F.S.K. – Tel Aviv

F.S.K. - Tel Aviv
F.S.K. - Tel Aviv 

Tel Aviv - F.S.K.

Format: CD

SUB31 | Indigo

Tracklisting CD/LP:
01. Taunus Anlage
02. Odenwald
03. Stilleben
04. Kuckucksnest Komplex
05. Jazz Lexikon
06. Jaques Rivette of Paris
07. Altneuland
08. Rote Sonne
09. Peki d’Oslo
10. Ich als Text
11. Tel Aviv
12. Lost in Munich



In the 18 years that they’ve been around F.S.K. (still Thomas Meinecke, Michaela Melián, Justin Hoffmann, Wilfried Petzi and Carl Oesterhelt) have time and again been good for musical surprises. Their uncompromising ways have sometimes even offened their fans, while making others especially interested in their music. They are still the most invited non-english band to attend Peel-sessions and have just recently been able to present their new material in London’s honourable Queen Elisabeth Hall. 

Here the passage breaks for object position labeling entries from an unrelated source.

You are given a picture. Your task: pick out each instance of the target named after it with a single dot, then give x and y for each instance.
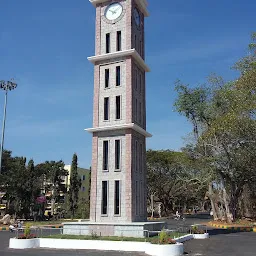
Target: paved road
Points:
(222, 243)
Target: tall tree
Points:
(55, 174)
(223, 117)
(75, 184)
(175, 180)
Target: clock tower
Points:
(118, 178)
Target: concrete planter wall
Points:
(201, 236)
(15, 243)
(165, 249)
(151, 249)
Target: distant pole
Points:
(6, 86)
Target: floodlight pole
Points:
(6, 86)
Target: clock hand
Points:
(117, 9)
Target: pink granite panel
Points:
(129, 90)
(94, 177)
(129, 5)
(96, 96)
(98, 32)
(128, 178)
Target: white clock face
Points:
(113, 11)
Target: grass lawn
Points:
(111, 238)
(43, 223)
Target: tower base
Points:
(133, 229)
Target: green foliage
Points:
(175, 179)
(224, 121)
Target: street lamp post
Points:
(6, 86)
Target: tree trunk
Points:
(210, 190)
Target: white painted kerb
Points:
(151, 249)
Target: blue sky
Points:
(44, 45)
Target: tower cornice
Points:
(141, 3)
(132, 126)
(131, 52)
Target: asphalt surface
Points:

After exploring a musical territory somewhere between No Wave and Country, they have now discovered their love for electronic music and its repetitive sound-structures. They are following a path layed out on last-years vinyl only E.P. release “4 Instrumentals” (Disko B), consisting of four tracks all of which are also included in the CD-version of “Tel Aviv”.

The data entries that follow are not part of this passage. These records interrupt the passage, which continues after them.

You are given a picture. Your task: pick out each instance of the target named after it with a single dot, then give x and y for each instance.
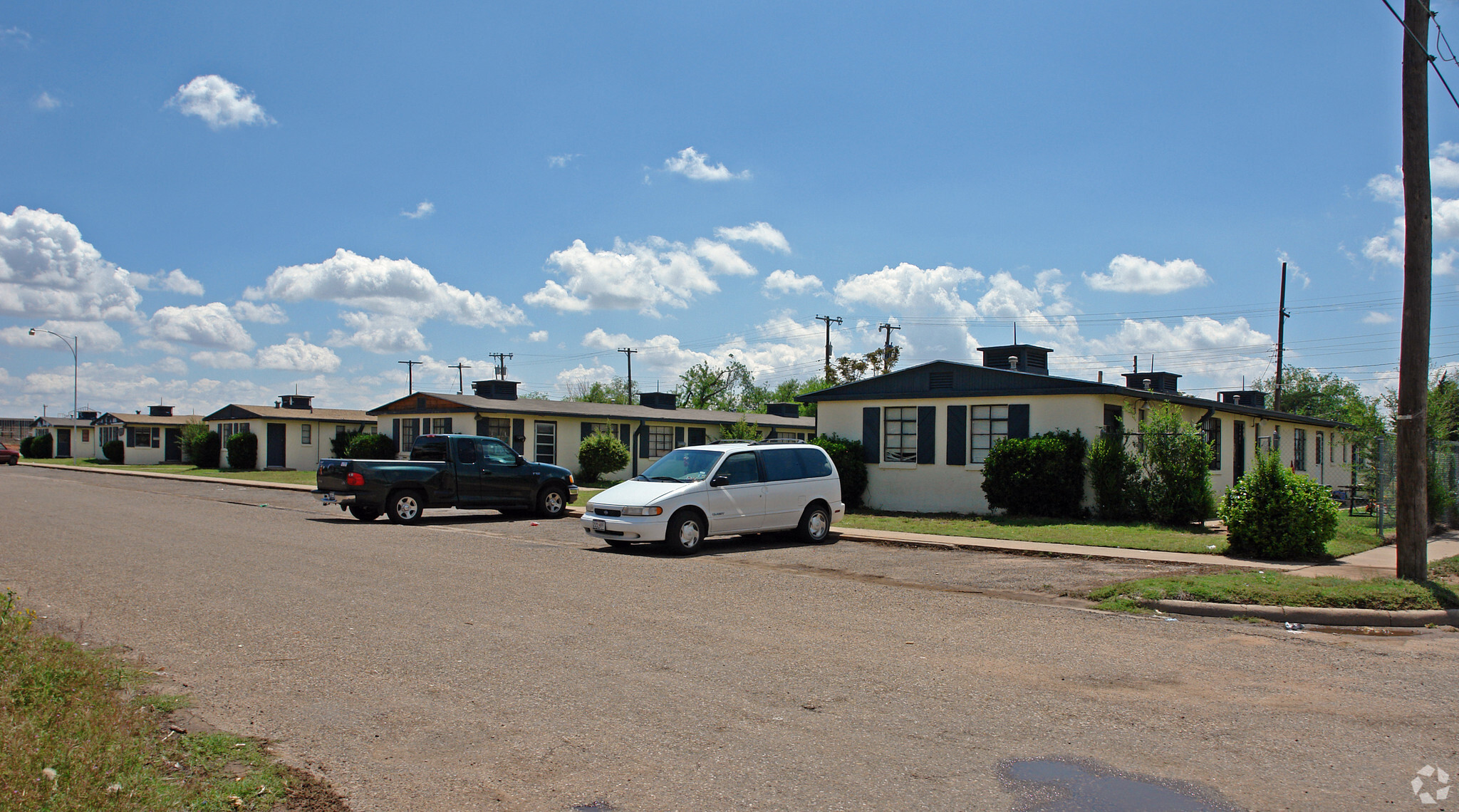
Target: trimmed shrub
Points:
(1115, 477)
(341, 444)
(1038, 476)
(1275, 514)
(242, 451)
(1178, 469)
(851, 465)
(371, 447)
(600, 454)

F.S.K. leave behind the type of song format which has been typical for their approach in the recent years and redefine the roles music and lyrics have so far played for them. The vocals are integrated elegantly in a non song-like manner, never forgetting the moments where the voice needs to make a clear statement and go beyond the pure refinement of instrumental music (check out “Rote Sonne”).

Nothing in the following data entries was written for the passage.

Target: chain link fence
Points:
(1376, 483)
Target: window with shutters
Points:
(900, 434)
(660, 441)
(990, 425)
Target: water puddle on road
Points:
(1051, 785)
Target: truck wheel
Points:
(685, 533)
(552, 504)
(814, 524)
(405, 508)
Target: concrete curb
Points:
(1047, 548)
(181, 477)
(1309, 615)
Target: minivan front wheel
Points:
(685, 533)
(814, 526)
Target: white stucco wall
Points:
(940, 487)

F.S.K.’s journey starts in downtown Frankfurt (“Taunus Anlage”), takes us to to the Odenwald (which also stages Thomas Meinecke’s new novel on gender-confusions called “Tomboy”), Tel Aviv’s beach (the wonderful cover) and back to Munich (“Lost in Munich”). On their trip they thumb through a jazz-encyclopedia and bump into Jacques Rivette and Peki D’Oslo (the name Amanda Lear was using when she was still performing in transvestite-shows).

For the first time in the 90ies, they’ve not recorded their album in the U.S. but linked up with the uphon Studio in Weilheim. This documents their respect and shared spirit with one of Germany’s presently most exciting music scenes, located between rock, jazz and electronic music. Here F.S.K. once again managed to add their unique flavour to the current state of the art.